The global economic crisis cannot be resolved without intensified efforts by rich and poor countries and foreign investors whose panicked flight spread the contagion, Treasury Secretary Robert Rubin said Thursday.
Rubin called for a "new openness in international finance," in a major policy address intended to lay out U.S. goals in advance of pivotal international finance meetings starting Saturday in Washington."We must move energetically to meet the immediate challenges of the crisis and to build a modern architecture for a market-based system - one that is far less susceptible to systemic instability," Rubin told a business audience.
Rubin said the International Monetary Fund, whose handling of the currency turmoil has been severely crit-i-cized, must overhaul its operations. He also called on Japan to "urgently implement strong effective measures" to boost domestic growth and clean up its troubled banking sector.
And he said that "private-sector burden sharing is critical." Critics of more than $100 billion in IMF-supported bailouts have charged that much of the money has simply gone into the pockets of multinational banks and wealthy investors who made bad decisions.
Rubin said a special conference of finance ministers and central bank presidents proposed by President Clinton will issue preliminary recommendations based on work already done by deputies who have been working on the issue since February.
He said the group had found protecting countries without rewarding bad investment decisions "exceedingly complicated." Some initial recommendations will cover new types of bonds requiring all bond holders to work together in times of economic distress.
Rubin said the working group's report next week would also call for increased openness by the IMF and by individual countries as a way to alert foreign investors to potential problems before they reach a crisis stage.
In Washington Thursday, IMF Managing Director Michel Camdessus said the world's seven richest countries must push for stronger growth to offset steep recessions in many Asian nations and Russia.
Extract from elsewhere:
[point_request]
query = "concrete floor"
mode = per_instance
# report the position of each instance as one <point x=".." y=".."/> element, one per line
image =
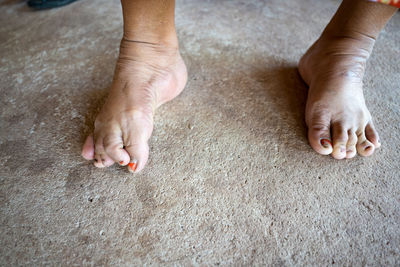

He endorsed the Federal Reserve's decision to cut a key U.S. interest rate by a quarter-point Tuesday and suggested that European monetary authorities should take similar steps.
Stocks fell further on Wall Street Thursday, extending a global selling spree. The Dow Jones industrial average, which tumbled 237.90 points Wednesday, fell an additional 150.36 to 7,692.26 in midafternoon.
The Dow's 12.4 percent slide in the third quarter, which ended Wednesday, was its worst quarterly performance for the Dow in eight years. The blue-chip average began the day down 65.63 points from where it began this year and almost 1,500 points, or 16 percent, from its July 17 record of 9,337.97.
Stock prices plunged in Asia, with Tokyo shares falling 1.6 percent to a new 12-year low, and shares fell sharply in Europe, where Germany's central bank left interest rates unchanged.
Blue chips in London sank 2.4 percent to new lows for the year, while the key index in Frankfurt, Germany, was down 5.5 percent and the main indicator in Paris was down 3.9 percent.